I’m from Telford, west midlands (near Wolverhampton) and I moved to London when I was 18. I love London; it’s my 6th year here. When I first came, I was pretty young and had a lot of growing up to do but after that, I really started to settle. I’ve had a banging time but I do feel like it’s kind of a love-hate relationship. You know, the city is great but I hate that sometimes all you want to do is go and sit in a field to have some space.

We’ve spent all morning listening to your music and we’re getting ALL the vibes! Tell me about your songwriting processes.

Probably three or four years ago I stopped writing so much about ‘heartbreak’ and started writing more about things going on around me – people I know and relationships between friends. Don’t get me wrong, I still have a few heartbreak tracks, but I try to mix it up a bit. I don’t think I have it in me to be original with those tracks; I don’t have a good enough angle to make it something that no one else is already doing better.

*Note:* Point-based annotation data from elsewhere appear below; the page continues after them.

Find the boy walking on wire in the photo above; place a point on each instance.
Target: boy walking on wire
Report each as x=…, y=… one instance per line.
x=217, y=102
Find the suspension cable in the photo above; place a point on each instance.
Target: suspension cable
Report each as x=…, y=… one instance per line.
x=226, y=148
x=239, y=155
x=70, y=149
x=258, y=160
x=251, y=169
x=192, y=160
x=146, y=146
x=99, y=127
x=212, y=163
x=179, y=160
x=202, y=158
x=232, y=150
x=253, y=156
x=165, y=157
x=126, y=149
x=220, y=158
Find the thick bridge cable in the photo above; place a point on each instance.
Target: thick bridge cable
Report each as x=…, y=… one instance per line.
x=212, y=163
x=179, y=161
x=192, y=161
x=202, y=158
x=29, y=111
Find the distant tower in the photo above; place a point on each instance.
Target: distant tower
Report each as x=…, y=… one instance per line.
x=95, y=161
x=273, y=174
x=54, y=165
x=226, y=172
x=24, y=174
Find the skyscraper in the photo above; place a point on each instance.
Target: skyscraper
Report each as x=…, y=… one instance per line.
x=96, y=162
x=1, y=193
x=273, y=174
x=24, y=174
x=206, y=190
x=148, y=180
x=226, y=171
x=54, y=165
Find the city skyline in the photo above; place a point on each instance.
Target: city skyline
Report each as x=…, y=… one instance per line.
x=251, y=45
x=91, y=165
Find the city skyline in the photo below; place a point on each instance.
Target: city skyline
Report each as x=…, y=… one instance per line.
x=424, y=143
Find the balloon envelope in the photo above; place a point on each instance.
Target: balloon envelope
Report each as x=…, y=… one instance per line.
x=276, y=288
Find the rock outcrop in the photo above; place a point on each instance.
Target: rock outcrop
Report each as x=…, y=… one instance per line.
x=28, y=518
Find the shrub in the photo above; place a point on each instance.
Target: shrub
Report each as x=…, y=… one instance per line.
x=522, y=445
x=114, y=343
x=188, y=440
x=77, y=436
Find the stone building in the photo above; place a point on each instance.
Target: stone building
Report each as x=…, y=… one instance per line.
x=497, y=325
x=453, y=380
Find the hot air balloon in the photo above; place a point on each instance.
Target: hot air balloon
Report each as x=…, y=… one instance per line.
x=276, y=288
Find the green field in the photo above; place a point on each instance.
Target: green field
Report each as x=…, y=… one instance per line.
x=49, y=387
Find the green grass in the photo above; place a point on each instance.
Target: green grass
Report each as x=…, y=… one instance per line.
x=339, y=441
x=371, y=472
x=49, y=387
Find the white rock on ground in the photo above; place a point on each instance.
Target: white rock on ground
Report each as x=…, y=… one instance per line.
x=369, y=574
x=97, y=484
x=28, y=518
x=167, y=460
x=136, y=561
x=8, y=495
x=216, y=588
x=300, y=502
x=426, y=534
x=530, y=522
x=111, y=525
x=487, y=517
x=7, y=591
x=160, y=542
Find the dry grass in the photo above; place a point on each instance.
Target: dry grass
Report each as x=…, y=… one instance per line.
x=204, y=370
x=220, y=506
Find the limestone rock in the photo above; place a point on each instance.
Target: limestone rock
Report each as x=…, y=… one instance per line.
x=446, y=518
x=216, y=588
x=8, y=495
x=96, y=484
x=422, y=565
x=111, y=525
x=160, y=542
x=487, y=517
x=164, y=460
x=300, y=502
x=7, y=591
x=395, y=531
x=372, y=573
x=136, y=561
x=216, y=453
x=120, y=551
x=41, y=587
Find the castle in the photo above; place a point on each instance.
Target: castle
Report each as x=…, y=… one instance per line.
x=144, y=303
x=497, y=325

It’s important to be honest when you’re writing songs.


Photo Credit: Emi O’Connell

Where did you learn to songwrite?

I started by copying the format of other songs that I like  – that’s all I really knew. It was artists like Jeff Buckley and Radiohead that I really looked up to. From that, I guess I just started to develop my own style. When I moved to London, I did a three-year songwriting course which was pretty cool. Then it’s just time and practice.

Your new single The Water is out this week and it’s great. Talk to me about recording it at The Abbey Road Studios.

That was a mental day. We knew someone who was attached to the studios through The Abbey Road Institute that does production courses. I was a bit like a guinea pig, and it was an amazing opportunity – I’d never have been able to afford that otherwise.

Did you know you were going to go in and record The Water?

Yeah, that was always going to be the track – it was my next single release. We got so much done that day between the hours of 9am-6pm. I felt like everyone clicked and it ran so smooth. I’ve been in sessions before where I’ve not felt it or not been up to scratch and the energy in the room feels really mirrors that.

Some people like to compare your voice to other artists (Sam Fender is a big one) – does this frustrate you or is it a compliment?

I’m happy doing my own thing, so I think it’s fine. I do get compared a lot and I guess it can get a little frustrating but to be honest, I’m just going to keep making the kind of music that I’m into and if someone else is doing it then it is what it is – I don’t mind too much. I’m pretty easy going about that kind of stuff and it is a compliment. Also, Sam Fender is a great comparison – he’s wicked. I’ll take it and I’ll roll with it.


Photo Credit: Becky Taylor Gill

Is there anyone you take influence from that people don’t tend to pick up on?

Aside from Radiohead and Jeff Buckley, Paul Weller is another massive one – he’s mine and my dad’s favourite artists. I’m really into Joni Mitchell at the moment. I admire people who stay true to themselves and who carve their own path.

Is there an album on the cards?

Not for the time being, just a collection of singles and hopefully a 5/6 track EP over the next 6 months. It’s really exciting and I’d love to eventually put out a body of work.

And what will you be doing over the next few months?

Gigging as much as possible which I love doing, and working on music. We’re working on a full-band headline show which will hopefully come into play early in 2020. I’m excited!